As for leading producers, both private estates and cooperatives should be mentioned. Excellent value is a common link for all. Good wines with nice varietal expressions can be found in cooperatives. More individual interpretations, including single vineyard wines, are best done by such private estates as Accadia, Bisci, Bonci, Casalfarneto, Del Carmine, Garofoli, Monteschiavo, San Lorenzo, Santa Barbara, Tenuta di Tavignano, Umani Ronchi.

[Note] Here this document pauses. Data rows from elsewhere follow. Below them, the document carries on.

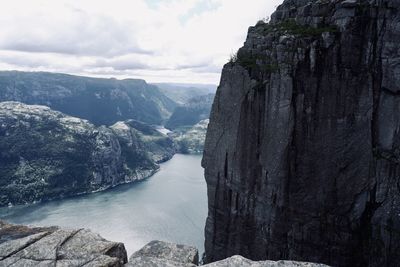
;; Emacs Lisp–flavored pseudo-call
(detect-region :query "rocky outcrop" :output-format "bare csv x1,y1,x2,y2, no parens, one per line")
0,102,174,206
0,221,327,267
204,256,328,267
0,221,127,267
203,0,400,266
0,71,177,126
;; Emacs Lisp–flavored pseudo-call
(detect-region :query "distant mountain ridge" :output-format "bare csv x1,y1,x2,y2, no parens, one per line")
0,102,175,206
154,83,217,105
0,71,177,125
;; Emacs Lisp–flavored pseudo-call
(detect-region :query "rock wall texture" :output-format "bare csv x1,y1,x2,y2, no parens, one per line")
203,0,400,266
0,221,327,267
0,221,127,267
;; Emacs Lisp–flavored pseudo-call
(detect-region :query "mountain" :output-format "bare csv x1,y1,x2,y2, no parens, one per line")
202,0,400,267
0,102,175,206
154,83,217,105
0,71,176,125
165,94,215,130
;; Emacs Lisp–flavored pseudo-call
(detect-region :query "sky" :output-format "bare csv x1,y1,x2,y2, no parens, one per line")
0,0,282,84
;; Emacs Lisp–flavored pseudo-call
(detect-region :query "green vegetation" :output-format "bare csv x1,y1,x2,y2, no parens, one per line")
230,50,279,73
258,19,338,37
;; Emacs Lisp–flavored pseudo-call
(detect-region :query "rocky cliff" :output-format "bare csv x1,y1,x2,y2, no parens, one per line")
0,221,328,267
0,71,176,126
203,0,400,266
0,102,175,206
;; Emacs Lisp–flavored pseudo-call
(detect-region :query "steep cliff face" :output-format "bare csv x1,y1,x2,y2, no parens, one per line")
203,0,400,266
0,102,175,206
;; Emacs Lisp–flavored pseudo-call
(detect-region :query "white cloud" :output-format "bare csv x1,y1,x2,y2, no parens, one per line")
0,0,282,83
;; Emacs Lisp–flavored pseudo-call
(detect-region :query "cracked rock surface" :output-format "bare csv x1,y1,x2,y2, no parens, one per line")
0,221,127,267
202,0,400,266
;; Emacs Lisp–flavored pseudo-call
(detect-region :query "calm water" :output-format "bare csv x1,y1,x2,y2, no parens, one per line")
0,155,207,256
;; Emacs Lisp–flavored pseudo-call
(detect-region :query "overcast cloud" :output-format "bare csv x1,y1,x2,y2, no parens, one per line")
0,0,282,84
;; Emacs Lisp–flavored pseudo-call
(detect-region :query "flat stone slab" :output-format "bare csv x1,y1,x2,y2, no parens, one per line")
0,221,127,267
203,256,329,267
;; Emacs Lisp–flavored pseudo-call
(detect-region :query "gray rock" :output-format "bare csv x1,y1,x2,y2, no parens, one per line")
129,241,199,266
203,0,400,266
203,256,328,267
0,222,127,267
125,256,197,267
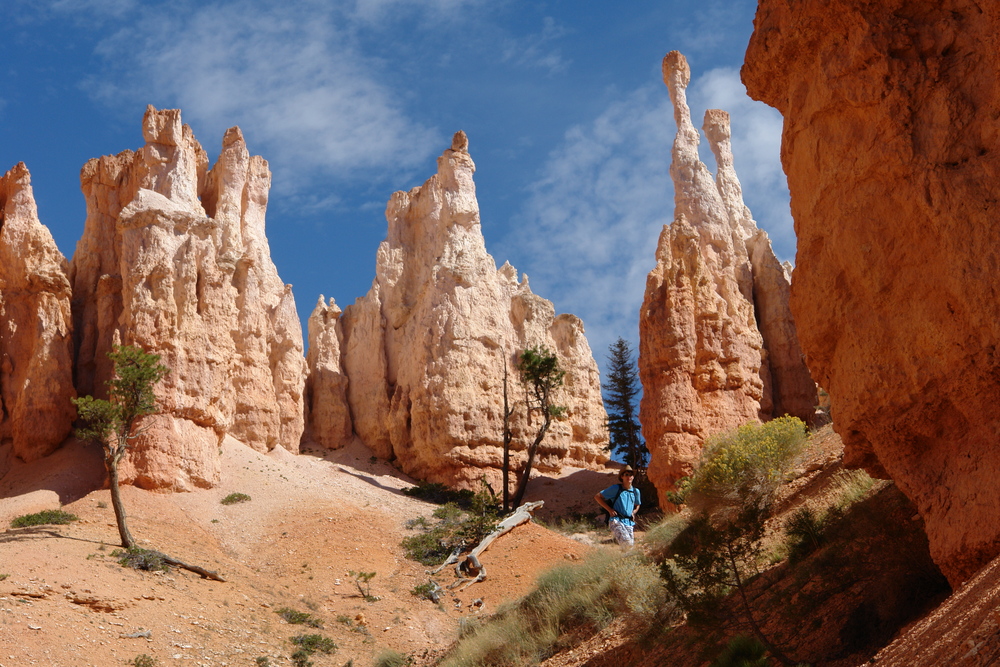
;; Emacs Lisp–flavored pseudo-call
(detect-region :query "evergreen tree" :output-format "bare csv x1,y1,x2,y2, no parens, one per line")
73,345,168,549
504,345,566,512
601,337,649,471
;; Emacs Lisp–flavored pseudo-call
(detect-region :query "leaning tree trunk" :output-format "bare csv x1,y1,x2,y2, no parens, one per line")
503,358,514,514
104,456,135,549
511,406,552,508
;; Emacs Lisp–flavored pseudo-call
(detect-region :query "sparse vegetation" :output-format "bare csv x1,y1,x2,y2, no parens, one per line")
10,510,80,528
73,345,169,549
219,493,250,505
503,345,566,513
601,337,649,475
441,552,677,667
403,482,476,509
375,650,413,667
661,416,806,665
401,482,497,565
274,607,323,628
347,570,379,602
410,581,441,602
288,634,337,655
111,547,169,572
125,653,160,667
709,635,771,667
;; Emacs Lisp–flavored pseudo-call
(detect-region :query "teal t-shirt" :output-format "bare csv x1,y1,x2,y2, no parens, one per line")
601,484,642,526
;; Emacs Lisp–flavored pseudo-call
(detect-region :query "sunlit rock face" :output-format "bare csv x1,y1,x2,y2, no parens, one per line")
328,132,608,490
70,107,305,489
303,295,354,449
639,51,817,503
0,163,76,461
743,0,1000,584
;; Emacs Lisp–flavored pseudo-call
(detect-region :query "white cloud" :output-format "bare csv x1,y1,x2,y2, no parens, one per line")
351,0,485,23
503,16,569,74
498,86,674,360
688,68,795,261
498,69,795,363
87,0,441,198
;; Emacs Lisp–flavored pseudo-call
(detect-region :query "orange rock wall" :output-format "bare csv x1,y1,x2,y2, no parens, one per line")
743,0,1000,585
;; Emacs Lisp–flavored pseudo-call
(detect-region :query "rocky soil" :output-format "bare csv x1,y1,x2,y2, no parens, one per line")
0,439,608,667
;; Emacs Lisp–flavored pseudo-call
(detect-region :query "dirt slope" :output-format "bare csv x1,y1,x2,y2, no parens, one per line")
0,440,606,667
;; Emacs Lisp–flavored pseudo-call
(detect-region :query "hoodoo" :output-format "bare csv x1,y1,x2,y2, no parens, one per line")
743,0,1000,584
639,51,816,501
310,132,608,489
0,162,76,461
70,107,305,489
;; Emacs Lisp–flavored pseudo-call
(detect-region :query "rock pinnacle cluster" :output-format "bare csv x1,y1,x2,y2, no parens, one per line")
309,132,608,489
639,51,817,501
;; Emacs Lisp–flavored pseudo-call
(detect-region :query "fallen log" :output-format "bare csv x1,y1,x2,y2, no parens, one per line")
452,500,545,590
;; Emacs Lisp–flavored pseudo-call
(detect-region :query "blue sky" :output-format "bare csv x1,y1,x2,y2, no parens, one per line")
0,0,795,376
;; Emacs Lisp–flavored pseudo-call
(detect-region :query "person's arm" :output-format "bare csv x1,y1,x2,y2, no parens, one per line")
594,491,618,517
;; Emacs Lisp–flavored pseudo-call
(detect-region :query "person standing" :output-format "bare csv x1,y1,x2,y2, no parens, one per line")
594,466,642,546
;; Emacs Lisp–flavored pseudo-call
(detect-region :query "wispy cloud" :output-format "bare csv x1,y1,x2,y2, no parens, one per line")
501,86,673,360
689,68,795,261
498,69,795,361
503,16,569,74
351,0,486,23
85,0,444,201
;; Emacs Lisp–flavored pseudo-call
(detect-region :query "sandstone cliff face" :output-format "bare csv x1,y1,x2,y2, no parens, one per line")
0,163,76,462
743,0,1000,584
305,295,354,449
310,132,607,489
70,107,305,489
639,51,816,502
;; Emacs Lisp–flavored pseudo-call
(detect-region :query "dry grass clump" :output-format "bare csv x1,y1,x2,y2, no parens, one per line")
441,552,667,667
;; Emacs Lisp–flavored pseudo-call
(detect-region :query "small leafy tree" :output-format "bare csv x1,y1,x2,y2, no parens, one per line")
503,355,514,514
504,345,566,512
662,416,806,665
73,345,169,549
601,337,649,471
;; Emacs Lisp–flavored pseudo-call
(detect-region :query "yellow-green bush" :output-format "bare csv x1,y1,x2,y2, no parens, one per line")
682,415,806,506
441,552,666,667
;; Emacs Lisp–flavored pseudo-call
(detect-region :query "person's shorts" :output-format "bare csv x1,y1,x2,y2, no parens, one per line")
608,517,635,546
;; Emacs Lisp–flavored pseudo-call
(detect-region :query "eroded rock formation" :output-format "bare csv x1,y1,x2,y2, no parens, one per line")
0,162,76,462
310,132,607,489
639,51,816,501
306,295,354,449
70,107,305,489
743,0,1000,584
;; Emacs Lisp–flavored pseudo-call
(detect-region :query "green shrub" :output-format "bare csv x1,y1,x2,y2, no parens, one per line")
710,635,771,667
111,547,169,572
347,570,379,602
400,483,497,565
441,552,674,667
125,653,159,667
10,510,80,528
274,607,323,628
642,514,687,563
288,635,337,655
679,415,806,504
403,482,475,509
410,581,441,602
375,650,413,667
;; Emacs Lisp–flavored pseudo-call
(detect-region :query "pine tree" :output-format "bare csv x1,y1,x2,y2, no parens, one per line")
601,337,649,471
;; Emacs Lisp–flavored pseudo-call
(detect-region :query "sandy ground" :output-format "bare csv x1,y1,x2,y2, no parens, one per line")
0,440,613,667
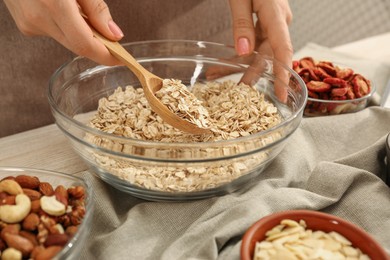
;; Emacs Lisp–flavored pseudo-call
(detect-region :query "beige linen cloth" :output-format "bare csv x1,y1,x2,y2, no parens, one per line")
75,44,390,260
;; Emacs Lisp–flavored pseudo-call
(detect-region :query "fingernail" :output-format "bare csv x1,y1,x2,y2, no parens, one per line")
108,20,123,38
237,38,249,55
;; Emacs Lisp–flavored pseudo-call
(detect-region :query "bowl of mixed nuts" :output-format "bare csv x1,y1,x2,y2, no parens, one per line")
0,167,93,259
240,210,390,260
293,57,375,116
49,40,307,201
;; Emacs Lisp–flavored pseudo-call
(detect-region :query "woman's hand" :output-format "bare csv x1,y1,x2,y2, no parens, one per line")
4,0,123,65
230,0,293,102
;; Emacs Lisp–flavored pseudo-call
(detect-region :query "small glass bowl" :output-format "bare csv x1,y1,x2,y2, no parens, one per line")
304,86,375,117
0,167,94,259
48,40,307,201
240,210,390,260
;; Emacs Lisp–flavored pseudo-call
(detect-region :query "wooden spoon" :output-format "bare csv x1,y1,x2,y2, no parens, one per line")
91,28,210,134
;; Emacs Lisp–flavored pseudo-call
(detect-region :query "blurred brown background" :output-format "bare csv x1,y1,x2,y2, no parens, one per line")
0,0,390,137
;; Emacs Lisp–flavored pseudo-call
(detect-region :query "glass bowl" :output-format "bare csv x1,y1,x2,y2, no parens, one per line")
0,167,94,259
293,57,375,116
48,40,307,201
304,90,375,117
240,210,390,260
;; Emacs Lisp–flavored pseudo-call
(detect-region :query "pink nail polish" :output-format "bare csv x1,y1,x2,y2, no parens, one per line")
108,20,123,39
237,38,249,55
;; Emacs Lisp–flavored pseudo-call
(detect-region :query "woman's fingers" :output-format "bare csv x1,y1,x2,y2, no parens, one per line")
50,1,120,65
230,0,255,55
253,0,293,67
253,0,293,102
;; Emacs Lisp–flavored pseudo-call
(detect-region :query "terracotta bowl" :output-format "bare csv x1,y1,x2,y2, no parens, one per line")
240,210,390,260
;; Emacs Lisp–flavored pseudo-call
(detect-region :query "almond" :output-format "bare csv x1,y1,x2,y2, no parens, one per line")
15,175,40,189
23,188,42,200
22,213,41,231
44,234,69,247
1,224,20,240
54,185,69,208
68,186,85,199
31,200,41,213
4,233,34,256
38,182,54,196
0,195,16,205
19,230,38,246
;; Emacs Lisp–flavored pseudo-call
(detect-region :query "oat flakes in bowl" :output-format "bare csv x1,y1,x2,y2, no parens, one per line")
49,41,307,201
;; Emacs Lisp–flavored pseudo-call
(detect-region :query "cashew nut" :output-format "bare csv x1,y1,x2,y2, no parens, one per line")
1,247,22,260
0,179,23,195
0,193,31,223
41,195,66,216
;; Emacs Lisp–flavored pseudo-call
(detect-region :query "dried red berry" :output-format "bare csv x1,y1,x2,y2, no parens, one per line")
306,80,331,92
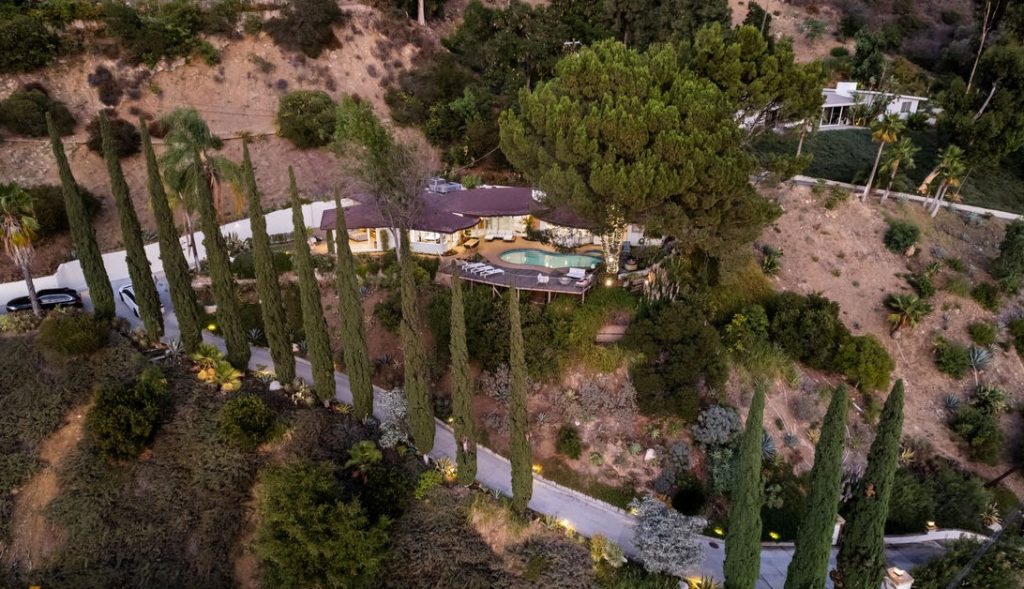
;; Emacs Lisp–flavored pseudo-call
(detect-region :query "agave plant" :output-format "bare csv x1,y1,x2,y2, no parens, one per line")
968,345,992,385
886,294,932,335
246,327,266,345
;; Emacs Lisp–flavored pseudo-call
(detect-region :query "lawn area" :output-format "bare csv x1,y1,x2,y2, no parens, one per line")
755,129,1024,213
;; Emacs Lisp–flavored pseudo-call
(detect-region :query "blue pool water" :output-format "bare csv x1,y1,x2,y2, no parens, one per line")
501,250,601,269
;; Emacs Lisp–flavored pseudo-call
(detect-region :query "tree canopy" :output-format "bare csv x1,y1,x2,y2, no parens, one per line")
500,41,777,260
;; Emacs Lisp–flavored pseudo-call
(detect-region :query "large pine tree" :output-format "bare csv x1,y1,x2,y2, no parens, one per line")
334,195,374,419
450,272,476,485
242,139,295,383
833,380,903,589
46,113,115,319
195,143,250,370
509,289,534,514
99,113,164,341
399,232,435,454
723,382,767,589
785,386,849,589
288,166,336,405
139,118,203,353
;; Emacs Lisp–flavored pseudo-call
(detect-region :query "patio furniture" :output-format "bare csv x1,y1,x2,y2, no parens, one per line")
566,268,587,280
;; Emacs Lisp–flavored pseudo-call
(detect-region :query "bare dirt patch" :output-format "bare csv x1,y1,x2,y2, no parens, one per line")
2,406,89,571
0,5,429,282
729,0,853,62
762,183,1024,494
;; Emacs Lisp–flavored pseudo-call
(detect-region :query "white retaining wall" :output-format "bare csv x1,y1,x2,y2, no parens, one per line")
0,202,342,312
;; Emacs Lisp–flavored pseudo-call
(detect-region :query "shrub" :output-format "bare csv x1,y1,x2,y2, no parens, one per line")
85,117,142,158
836,335,896,392
1007,318,1024,355
231,251,292,279
971,283,1000,312
86,367,170,459
992,219,1024,293
883,219,921,254
278,90,337,150
967,321,999,347
693,405,740,447
0,87,75,137
886,468,935,534
949,406,1006,464
624,303,727,419
555,424,583,460
217,394,276,451
38,308,109,356
767,292,850,371
374,291,401,332
413,470,444,501
253,461,388,588
934,337,971,380
0,11,60,74
0,311,43,334
263,0,347,57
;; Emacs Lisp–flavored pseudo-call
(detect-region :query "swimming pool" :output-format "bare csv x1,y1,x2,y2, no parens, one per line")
501,250,601,269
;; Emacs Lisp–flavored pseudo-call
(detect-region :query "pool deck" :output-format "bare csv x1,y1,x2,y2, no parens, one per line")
442,238,597,302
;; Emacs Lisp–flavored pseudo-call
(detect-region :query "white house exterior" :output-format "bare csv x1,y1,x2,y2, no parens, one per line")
820,82,928,129
319,183,660,255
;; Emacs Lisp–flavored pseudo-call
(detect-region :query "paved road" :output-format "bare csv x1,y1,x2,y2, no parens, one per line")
105,276,958,589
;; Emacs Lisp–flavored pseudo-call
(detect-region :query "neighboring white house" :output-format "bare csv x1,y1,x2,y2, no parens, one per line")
820,82,928,129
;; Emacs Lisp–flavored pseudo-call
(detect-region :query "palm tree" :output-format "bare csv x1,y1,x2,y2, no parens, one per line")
0,183,43,317
886,294,932,335
931,144,968,217
160,109,242,264
882,137,921,203
860,115,905,201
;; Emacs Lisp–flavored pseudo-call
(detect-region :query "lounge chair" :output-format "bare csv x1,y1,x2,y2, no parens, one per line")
480,268,505,278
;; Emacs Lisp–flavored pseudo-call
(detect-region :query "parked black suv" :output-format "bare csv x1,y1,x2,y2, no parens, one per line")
7,289,82,312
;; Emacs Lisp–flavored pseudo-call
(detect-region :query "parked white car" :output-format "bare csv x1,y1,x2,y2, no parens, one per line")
118,283,164,317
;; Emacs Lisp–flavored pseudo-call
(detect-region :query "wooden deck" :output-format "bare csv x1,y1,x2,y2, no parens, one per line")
449,264,597,300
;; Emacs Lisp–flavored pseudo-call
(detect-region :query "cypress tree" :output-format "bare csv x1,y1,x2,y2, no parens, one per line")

While Verdicchio is an undisputed signature grape for white Marche wines, the situation with red winemaking is not as straightforward. The region has several autochthonous varieties, but their limited cultivation and — what is more important — little potential for producing great wines do not allow them to perform an ambassadorial mission on the domestic and international markets. Montepulciano and Sangiovese are most widely spread of all red varieties. Because the former is usually associated with Abruzzo and the latter — with Tuscany, winemakers face a real challenge to promote their wines under the banner of Marche. The largest by vineyard size Rosso Piceno DOC leads by volume; Rosso Conero DOC and recently created Conero DOCG offer most potential in terms of quality.

Rosso Conero is one of the first Italian denominated zones. It was named after Monte Conero peak that prominently stands over the shoreline to the south of Ancona, the capital of the region. Vineyards are located on the slanting slopes of this high hill, and soils contain chalk, clay, minerals and sea sediment. It is worth noting that the area’s development followed evolutionary, rather than revolutionary path. First Sangiovese dominated on the vineyards and in the wines, but with a changing focus towards quality production wineries were getting in favour of Montepulciano. Today it is considered to be a more important grape in this area than Sangiovese, and DOC production norms were renewed to reflect this situation. According to the new rules, wines contain minimum 85% of Montepulciano, and the share of Sangiovese and other non-aromatic red varieties cannot exceed 15%. Starting from 2004 harvest, winemakers can use a more prestigious Conero DOCG labeling if wines contain Montepulciano (85-100%) with a possible addition of Sangiovese (up to 15%) and are aged for two years. The territory’s potential is confirmed by such producers as Fattoria Le Terrazze, Marchetti, Silvano Strologo, Umani Ronchi.

Lacrima di Morro d’Alba is Marche’s curious specialty. Notwithstanding the word ‘Alba’ the grape has no links with Piedmont and is cultivated on a limited area around Morro d’Alba commune to the north of Ancona. The variety was under threat of extinction 20 years ago when the plantings covered only 7 hectares. To stimulate winemakers, Lacrima di Morro d’Alba DOC was created in 1985 which raised prices for grapes. Gradually the variety returned from oblivion and today it is cultivated by 70 estates on approximately 250 hectares. Lacrima has an original floral perfume reminding of sweet aromas of Bulgarian rose essence. This often creates directly opposite reactions from tasters who either find it attractive or dismiss it. Various estates offer their versions of wine — from light, young and easy-to-drink to concentrated and structured. The most appealing interpretation of the grape should perhaps be sought in rose wines where usual red fruit are combined with lovely floral nuances. Antica Cantina Sant’Amico, Marotti Campi, San Lorenzo, Stefano Mancinelli — these are some producers who make good Lacrima di Morro d’Alba.

Like many Italian regions, Marche’s strength lies in diversity of winemaking and original wines. One can easily find good quality wines there. Reasonable pricing is an additional advantage that should especially appeal to adventurous wine lovers eager to open new territories and grape varieties.